Doch wer sich die Landkarte Europas ansieht und die einzelnen Regionen, in denen Autonomiebewegungen bestehen oder gar sezessionistische Forderungen immer massiver erhoben werden, bekommt eher den Eindruck, daß hier mehr dahintersteckt als nur ein Aschenputteldasein bestimmter Provinzen oder eine Aufstachelung ethnischer Minderheiten durch Nachbarvölker. Der Regionalismus scheint sich eher zu einem schon bald flächendeckenden Problem zu entwickeln, unabhängig von der Staats- und Regierungsform.

Deutschland nimmt derlei bisher vor allem deshalb nicht wahr, weil es hierzulande aufgrund der erst frischen Wiedervereinigung noch keine ausgeprägte Sezessionsbewegung gibt – trotz manchen Wetterleuchtens etwa im Süden und im Osten. Ein Blick auf die anderen Länder zeigt jedoch, daß keines ganz verschont ist von Versuchungen in Richtung Auflösung des bisherigen Staates.

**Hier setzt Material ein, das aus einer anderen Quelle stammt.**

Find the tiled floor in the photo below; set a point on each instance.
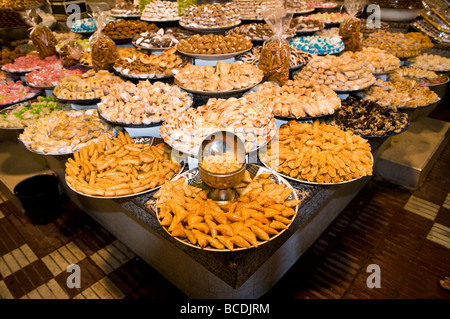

England zum Beispiel hat nicht nur seine Probleme mit Nordirland. Auch in Wales und in Schottland machen sich längst Bewegungen breit, die mehr Autonomie, im radikalsten Falle gar Abtrennung von London verlangen, so etwa die Scottish Nationalist Party (vgl. Artikel auf Seite 13). Jahrelang drohten einzelne sogar in Terrorismus auszuarten, Ferienhäuser von Engländern wurden bereits abgefackelt. 70 Prozent der Schotten und gar 80 Prozent der Waliser sprechen sich nach Meinungsumfragen heute dafür aus – 1979 noch waren es lediglich 25 Prozent.

Frankreich schleppt seit Jahren sein Problem mit Korsika herum; dort gibt es eine regelrechte Unabhängigkeitsbewegung (Front de libération national corse, FLNC). Militante Verfechter der Unabhängigkeit machen mit Sprengstoffanschlägen auf Häuser von Festlandsfranzosen und Einrichtungen der Regierung auf sich aufmerksam (siehe Seite 13).

Auch im Norden, im Osten, im Süden gibt es Forderungen nach Autonomie. In der Bretagne, wo sich nach dem Krieg Autonomiebestrebungen zeigten, herrscht zwar seit zwei Jahrzehnten Ruhe. Dafür aber hat sich im vergangenen Jahr in Savoyen eine Bewegung gegründet, die sich mehr oder minder an die benachbarten Ligen Italiens anhängen möchte.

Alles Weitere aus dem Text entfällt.